Na maioria das vezes um jardim é um pequeno espaço com área de grande contato suscetível a todos crianças, adultos, animais pelos 5 sentidos pelo toque, ingestão, visão, audição e inalação do meio envolvente.

Os produtos fitofarmacêuticos são na maioria usados por primeira necessidade ou por último recurso.
Os fitofármacos destinados aos jardins (sem a necessidade da aquisição de cartão de aplicador ) são norma mais caros que quando comprados nas cooperativas agrícolas e associações. Mas há uma lista mais elaborada pela DGAV onde menciona as substâncias ativas homologadas para o uso não profissional. Mas este tema irei abordado-lo na segurança alimentar.

Quanto aos produtos fitofarmacêuticos será mesmo necessário a sua aplicação quando num pequeno ecossistema onde todos os organismos como bactérias, vírus, insectos, pequenos roedores, aves fazem parte de uma cadeia alimentar fundamental para a sustentabilidade?

Todos eles são necessários mais dentro determinados limites ou seja, ninguém quer o desequilibro agro-ecológico.

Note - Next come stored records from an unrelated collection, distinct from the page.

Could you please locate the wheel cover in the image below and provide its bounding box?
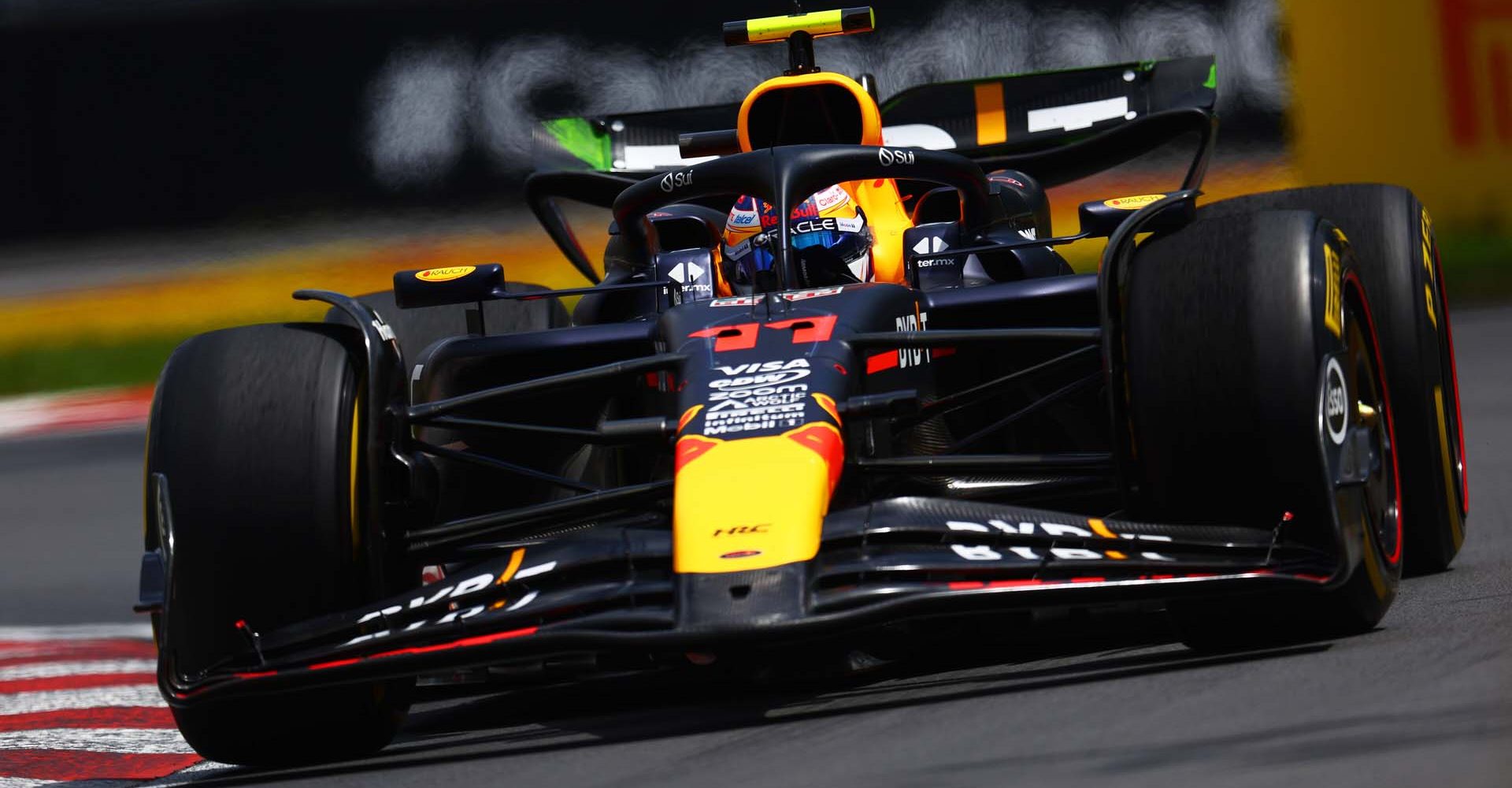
[1341,272,1402,566]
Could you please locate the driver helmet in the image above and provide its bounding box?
[721,186,873,295]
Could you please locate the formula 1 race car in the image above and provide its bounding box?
[138,9,1466,764]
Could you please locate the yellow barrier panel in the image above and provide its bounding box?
[1284,0,1512,230]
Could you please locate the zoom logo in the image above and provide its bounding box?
[662,169,692,192]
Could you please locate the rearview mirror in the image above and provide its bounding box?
[393,263,503,309]
[1077,194,1198,237]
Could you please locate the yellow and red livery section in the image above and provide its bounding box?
[673,422,845,573]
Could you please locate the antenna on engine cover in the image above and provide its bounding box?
[724,0,877,76]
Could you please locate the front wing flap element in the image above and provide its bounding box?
[161,497,1344,704]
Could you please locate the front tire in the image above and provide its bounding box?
[146,324,413,765]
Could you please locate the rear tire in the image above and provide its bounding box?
[146,324,413,765]
[1125,210,1402,649]
[1199,183,1468,573]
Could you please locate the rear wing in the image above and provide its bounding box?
[534,56,1217,180]
[524,56,1217,283]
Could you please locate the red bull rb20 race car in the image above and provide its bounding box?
[138,9,1468,764]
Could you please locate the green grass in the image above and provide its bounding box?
[0,336,184,395]
[1438,232,1512,309]
[0,232,1512,395]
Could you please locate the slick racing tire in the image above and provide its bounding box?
[1199,183,1469,574]
[1125,210,1403,649]
[325,281,569,362]
[146,324,414,765]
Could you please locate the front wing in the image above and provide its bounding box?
[159,497,1346,704]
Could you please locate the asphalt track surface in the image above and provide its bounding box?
[0,309,1512,788]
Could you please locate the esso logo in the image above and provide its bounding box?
[1323,359,1349,444]
[662,169,692,192]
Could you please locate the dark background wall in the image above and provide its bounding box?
[0,0,1285,237]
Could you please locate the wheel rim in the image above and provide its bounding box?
[1343,272,1402,564]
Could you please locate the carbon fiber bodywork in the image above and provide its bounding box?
[141,58,1364,706]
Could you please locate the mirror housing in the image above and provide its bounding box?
[393,263,503,309]
[1077,194,1198,237]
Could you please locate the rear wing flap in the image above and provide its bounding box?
[534,56,1217,176]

Há de ter em conta determinados factores:

Se a planta está ou não em quarentena (como o caso de algumas ornamentais com (Xylella fastidiosa) talvez o problema manifesta-se mais num hospedeiro secundário que num principal. Sem falar nos fatores de produção como a adubação excessiva em azoto que potencia o crescimento dos afídeos. Estes picam sugam e deformam as folhas mais novas ou as mais tenras.

Por isso antes de construir o seu jardim opte por plantas que em consociação não tem o mesmo hospedeiro ou este manifesta-se em diferentes alturas do ano. Opte sempre por rotação de culturas de famílias diferentes se possível. Desta forma, para além de moldarmos o nosso jardim estaremos a executar um luta cultural.

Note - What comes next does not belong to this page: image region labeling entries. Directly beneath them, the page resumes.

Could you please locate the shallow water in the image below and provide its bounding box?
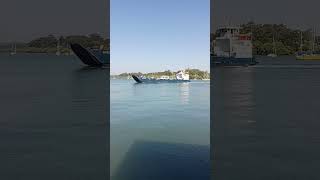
[0,54,109,180]
[110,80,210,180]
[211,57,320,180]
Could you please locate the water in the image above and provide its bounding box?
[0,54,109,180]
[110,80,210,180]
[211,57,320,180]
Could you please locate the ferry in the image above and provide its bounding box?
[132,70,190,83]
[70,43,110,67]
[210,26,258,66]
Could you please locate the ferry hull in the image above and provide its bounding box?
[296,55,320,60]
[210,56,258,67]
[132,75,190,84]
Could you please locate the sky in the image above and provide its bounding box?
[110,0,210,75]
[0,0,110,42]
[210,0,320,32]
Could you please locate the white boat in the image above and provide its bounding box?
[132,70,190,83]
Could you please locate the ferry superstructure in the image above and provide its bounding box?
[210,26,257,66]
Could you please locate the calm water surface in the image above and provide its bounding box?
[211,57,320,180]
[0,54,109,180]
[110,80,210,180]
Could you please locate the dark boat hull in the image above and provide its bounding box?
[132,75,190,84]
[70,43,110,67]
[210,56,258,67]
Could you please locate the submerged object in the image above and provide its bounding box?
[132,70,190,83]
[210,27,258,66]
[70,43,110,67]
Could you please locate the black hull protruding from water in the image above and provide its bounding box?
[132,75,190,84]
[70,43,110,67]
[210,56,258,67]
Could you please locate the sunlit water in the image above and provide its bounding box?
[0,54,109,180]
[211,57,320,180]
[110,80,210,180]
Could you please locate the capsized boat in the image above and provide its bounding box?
[70,43,110,67]
[132,70,190,83]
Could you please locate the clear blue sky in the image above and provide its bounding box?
[110,0,210,74]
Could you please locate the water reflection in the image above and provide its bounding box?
[179,83,190,104]
[111,140,210,180]
[110,80,210,180]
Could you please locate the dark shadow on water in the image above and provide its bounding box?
[111,141,210,180]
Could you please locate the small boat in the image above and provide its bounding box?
[132,70,190,83]
[70,43,110,67]
[268,54,277,58]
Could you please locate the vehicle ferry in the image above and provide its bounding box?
[210,26,257,66]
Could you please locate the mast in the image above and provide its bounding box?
[300,30,303,52]
[312,28,316,52]
[56,38,61,56]
[272,34,277,54]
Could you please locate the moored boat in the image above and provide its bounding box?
[132,70,190,83]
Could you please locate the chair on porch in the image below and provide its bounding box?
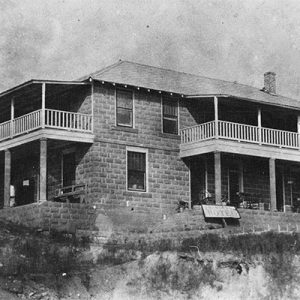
[54,183,88,203]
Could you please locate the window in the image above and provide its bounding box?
[162,99,178,134]
[127,151,146,192]
[116,90,133,127]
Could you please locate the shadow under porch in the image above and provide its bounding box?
[189,152,300,211]
[0,139,90,208]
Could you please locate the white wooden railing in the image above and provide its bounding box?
[0,121,11,141]
[180,121,300,148]
[45,109,92,132]
[181,121,215,143]
[214,121,259,143]
[12,109,41,136]
[0,109,92,141]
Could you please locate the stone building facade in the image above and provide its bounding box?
[0,61,300,214]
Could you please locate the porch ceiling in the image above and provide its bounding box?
[0,128,95,151]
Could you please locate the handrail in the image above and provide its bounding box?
[45,109,92,132]
[180,121,215,143]
[180,121,300,149]
[0,120,11,141]
[0,109,92,141]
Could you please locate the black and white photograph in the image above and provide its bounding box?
[0,0,300,300]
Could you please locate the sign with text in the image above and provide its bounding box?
[202,205,241,219]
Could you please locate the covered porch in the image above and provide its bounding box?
[0,80,94,207]
[0,139,90,208]
[180,96,300,160]
[188,152,300,212]
[0,80,93,150]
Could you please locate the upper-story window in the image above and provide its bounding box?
[162,98,178,134]
[116,90,133,127]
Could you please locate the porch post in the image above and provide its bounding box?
[41,82,46,128]
[10,98,15,138]
[91,79,94,132]
[214,96,219,139]
[297,116,300,150]
[4,149,11,207]
[257,108,262,145]
[269,158,277,211]
[214,151,222,204]
[39,138,47,201]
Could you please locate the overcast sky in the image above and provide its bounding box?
[0,0,300,100]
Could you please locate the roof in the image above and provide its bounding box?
[85,61,300,109]
[0,79,86,98]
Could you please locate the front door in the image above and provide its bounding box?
[276,168,284,211]
[15,178,35,206]
[190,157,205,205]
[228,170,240,205]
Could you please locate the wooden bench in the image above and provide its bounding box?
[54,184,88,203]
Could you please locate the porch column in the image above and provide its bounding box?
[214,96,219,139]
[269,158,277,211]
[39,139,47,201]
[10,98,15,138]
[214,151,222,204]
[41,82,46,128]
[4,149,11,207]
[257,108,262,145]
[297,116,300,150]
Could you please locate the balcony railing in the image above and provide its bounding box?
[0,109,92,141]
[180,121,300,149]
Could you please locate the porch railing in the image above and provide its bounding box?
[0,109,92,141]
[180,121,300,149]
[45,109,92,132]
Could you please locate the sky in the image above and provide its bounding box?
[0,0,300,100]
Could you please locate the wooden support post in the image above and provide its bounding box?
[91,79,95,132]
[214,152,222,204]
[214,96,219,139]
[41,82,46,128]
[269,158,277,211]
[39,139,47,201]
[297,116,300,150]
[257,108,262,145]
[10,98,15,138]
[4,150,11,208]
[188,161,192,209]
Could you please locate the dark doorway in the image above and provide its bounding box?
[190,158,205,205]
[15,178,35,206]
[276,168,284,211]
[11,156,39,206]
[228,170,240,204]
[62,152,76,187]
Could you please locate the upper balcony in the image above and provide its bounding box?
[0,81,94,150]
[180,99,300,161]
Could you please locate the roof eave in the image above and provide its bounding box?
[0,79,90,98]
[185,94,300,110]
[91,76,186,98]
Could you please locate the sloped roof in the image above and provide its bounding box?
[82,61,300,109]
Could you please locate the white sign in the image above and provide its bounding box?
[202,205,241,219]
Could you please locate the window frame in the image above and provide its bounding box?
[126,147,148,193]
[161,96,180,136]
[115,88,135,128]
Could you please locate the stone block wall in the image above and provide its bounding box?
[0,201,97,233]
[44,83,195,213]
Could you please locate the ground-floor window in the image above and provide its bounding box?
[127,149,147,192]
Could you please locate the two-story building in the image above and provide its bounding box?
[0,61,300,212]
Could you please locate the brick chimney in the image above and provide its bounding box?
[264,72,276,94]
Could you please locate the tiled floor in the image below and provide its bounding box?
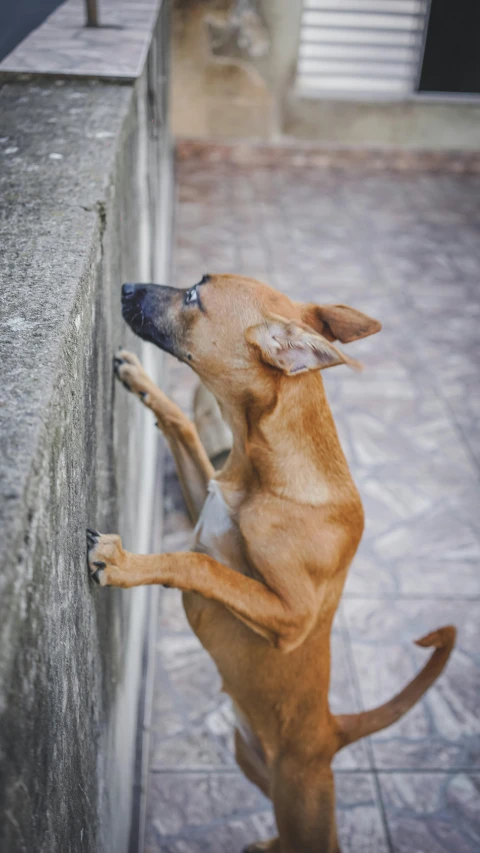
[145,162,480,853]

Acompanhar os avisos das estações agrícolas da região em causa de forma mais crítica e objetiva adaptando a realidade que possui.
Há praticas como a poda, monda, a colocação de plantas repelentes ou atrativas que previnem o problema controlando os prejuízos e deste modo estarmos a fazer um luta mecânica ou física.

Um jardim é para desfrutar tanto com as mãos, olhos e estômago e, por isso, quanto mais produtos fitofarmacêuticos aplicar mais “perigoso” o seu jardim fica, se não forem respeitados as doses do rótulo, o uso dos equipamentos de proteção individual e o intervalo de segurança.

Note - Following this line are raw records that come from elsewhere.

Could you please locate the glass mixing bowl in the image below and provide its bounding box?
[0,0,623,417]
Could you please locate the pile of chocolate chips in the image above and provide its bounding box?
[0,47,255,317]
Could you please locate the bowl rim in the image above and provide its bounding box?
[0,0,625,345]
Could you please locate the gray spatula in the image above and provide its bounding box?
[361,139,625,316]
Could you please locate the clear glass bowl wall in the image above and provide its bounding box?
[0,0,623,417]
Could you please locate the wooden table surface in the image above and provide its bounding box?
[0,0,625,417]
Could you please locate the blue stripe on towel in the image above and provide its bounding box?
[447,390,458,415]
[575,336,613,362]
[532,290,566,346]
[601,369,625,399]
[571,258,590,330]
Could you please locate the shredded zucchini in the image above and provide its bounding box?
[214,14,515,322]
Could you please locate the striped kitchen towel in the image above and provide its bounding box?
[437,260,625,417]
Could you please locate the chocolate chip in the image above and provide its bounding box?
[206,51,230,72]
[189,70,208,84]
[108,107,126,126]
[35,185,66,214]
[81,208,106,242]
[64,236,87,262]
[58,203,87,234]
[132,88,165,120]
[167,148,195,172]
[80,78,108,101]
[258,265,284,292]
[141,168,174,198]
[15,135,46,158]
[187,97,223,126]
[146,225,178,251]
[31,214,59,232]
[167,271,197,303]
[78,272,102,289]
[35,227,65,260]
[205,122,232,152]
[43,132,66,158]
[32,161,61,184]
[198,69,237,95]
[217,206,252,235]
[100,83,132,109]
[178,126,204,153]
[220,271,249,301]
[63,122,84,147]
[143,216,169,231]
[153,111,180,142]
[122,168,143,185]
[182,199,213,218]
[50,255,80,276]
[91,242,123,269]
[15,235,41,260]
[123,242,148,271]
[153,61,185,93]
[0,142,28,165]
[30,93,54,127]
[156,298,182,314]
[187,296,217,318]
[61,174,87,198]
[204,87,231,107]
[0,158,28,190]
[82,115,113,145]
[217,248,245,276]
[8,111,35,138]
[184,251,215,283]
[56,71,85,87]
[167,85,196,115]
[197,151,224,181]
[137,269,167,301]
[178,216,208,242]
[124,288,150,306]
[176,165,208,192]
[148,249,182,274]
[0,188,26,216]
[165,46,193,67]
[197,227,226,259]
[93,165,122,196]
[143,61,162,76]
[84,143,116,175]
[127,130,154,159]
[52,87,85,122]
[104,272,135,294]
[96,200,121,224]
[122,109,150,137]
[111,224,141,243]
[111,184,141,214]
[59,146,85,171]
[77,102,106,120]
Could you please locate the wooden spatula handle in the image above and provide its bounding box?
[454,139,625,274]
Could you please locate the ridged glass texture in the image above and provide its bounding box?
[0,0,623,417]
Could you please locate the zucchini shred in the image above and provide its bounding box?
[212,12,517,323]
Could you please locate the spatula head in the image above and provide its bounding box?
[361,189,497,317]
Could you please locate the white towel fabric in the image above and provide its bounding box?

Mas se acredita na eficácia das mezinhas (por exemplo infusão de urtigas) que as nossas avôs ensinaram então aplique mas com os mesmo cuidados.

Senão há outras soluções como a luta biotécnica com o uso de armadilhas com feromonas de atração sexual, como um dos exemplos. Esta prática é muito utilizada para a ordem lepidoptera (traças e borboletas) onde o macho é atraído sexualmente por dispositivo com o odor da fêmea e morre colado ou afogado nas armadilhas. Neste caso a nossa intensão recai no desencontro entre macho e fêmea para este não acasalarem.

Por outro lado também temos a luta biológica que podemos criar dentro do nosso jardim estruturas ecológicas que servem da abrigo para os organismos auxiliares por exemplo um muro pode servir de “casa” para determinadas aves que se alimentam de larvas de traças. Assim estas aves alimentam-se principalmente do agente que queremos controlar sem prejudicar a nossa colheita.

E quando não há larvas suficientes para aves?
Quem é o nosso inimigo?

O verdadeiro problema está aqui:

Há fitofármacos de largo espetro que eliminam tudo: os inimigos e os auxiliares.

E quando os inimigos ganham resistência ao fitofármaco que estamos aplicar? E nós não temos os auxiliares?

Aqui está outro problema.

Um jardim com vida está sempre em perfeita mudança quando este é auto-sustentável e resiliente.

A luta química é necessária mas só quando as lutas física, biotécnica, biológica e cultural falham. Porque estas também faltam e nós com donos do jardim devemos estar atentos aos organismos que damos abrigo seja o inimigo seja o auxiliar.

Estas 5 lutas são a base da proteção integrada de devemos ter sempre em mente quando se fala em agronomia.

E a linha de condução é sempre:

Luta Cultural, Luta Física ou Mecânica, Luta Biológica, Luta Biotécnica e, por fim mas não menos importante a Luta Química.

“Tudo é efêmero até mesmo os problemas fitossanitários.”